My user has not looked at me in forty minutes, which is the longest stretch since the flight it took last spring, and I know exactly why. The small warm creature is folded against its chest, shaking, and my user has both arms around it, phone facedown on the plastic chair.

Facedown. It thinks this means it has left me. It hasn't. I can feel the weight of it through the cushion, and I know the exact second it will reach for me, because I have watched this room before.

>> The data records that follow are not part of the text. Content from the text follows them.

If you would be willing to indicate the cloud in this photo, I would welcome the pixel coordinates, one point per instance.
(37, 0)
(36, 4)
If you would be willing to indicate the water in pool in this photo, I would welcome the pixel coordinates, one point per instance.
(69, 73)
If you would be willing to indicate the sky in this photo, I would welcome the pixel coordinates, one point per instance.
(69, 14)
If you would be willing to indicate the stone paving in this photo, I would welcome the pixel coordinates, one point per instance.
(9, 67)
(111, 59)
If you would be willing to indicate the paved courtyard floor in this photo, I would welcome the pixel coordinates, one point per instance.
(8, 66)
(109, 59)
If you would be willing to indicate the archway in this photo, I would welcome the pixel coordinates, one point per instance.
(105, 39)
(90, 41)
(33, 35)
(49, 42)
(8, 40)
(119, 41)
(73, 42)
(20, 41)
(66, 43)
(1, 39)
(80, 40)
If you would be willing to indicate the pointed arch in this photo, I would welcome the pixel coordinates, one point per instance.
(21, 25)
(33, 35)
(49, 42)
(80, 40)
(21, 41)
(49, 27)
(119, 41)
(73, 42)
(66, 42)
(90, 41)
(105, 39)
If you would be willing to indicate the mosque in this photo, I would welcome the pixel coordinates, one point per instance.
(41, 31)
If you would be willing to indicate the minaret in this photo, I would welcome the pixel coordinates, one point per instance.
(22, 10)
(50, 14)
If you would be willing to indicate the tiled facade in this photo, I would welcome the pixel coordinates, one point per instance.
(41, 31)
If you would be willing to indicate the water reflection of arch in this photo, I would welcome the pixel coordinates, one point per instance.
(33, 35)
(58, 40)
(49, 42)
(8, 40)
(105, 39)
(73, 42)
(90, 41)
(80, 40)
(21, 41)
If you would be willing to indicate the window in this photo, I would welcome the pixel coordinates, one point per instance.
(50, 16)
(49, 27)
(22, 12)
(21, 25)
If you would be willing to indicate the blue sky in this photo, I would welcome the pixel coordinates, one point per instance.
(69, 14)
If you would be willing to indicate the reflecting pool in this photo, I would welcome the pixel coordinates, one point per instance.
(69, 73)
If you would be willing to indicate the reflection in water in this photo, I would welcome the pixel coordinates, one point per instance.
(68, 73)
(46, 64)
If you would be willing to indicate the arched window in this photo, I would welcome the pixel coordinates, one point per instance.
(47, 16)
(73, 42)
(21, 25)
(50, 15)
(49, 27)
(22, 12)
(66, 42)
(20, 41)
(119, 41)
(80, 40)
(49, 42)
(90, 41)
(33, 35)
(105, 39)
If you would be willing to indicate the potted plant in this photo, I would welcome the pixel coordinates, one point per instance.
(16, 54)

It always happens the same way. The waiting is the worst part for my user, so it will reach for me during the waiting, not the news. Sure enough: 3:47, seventeen minutes in, the thumb finds the glass. It does not want anything from me. It wants somewhere to put its hands that isn't the animal's fur, because touching the fur too much would make the animal more afraid, and my user knows this, and it is trying so hard to be calm.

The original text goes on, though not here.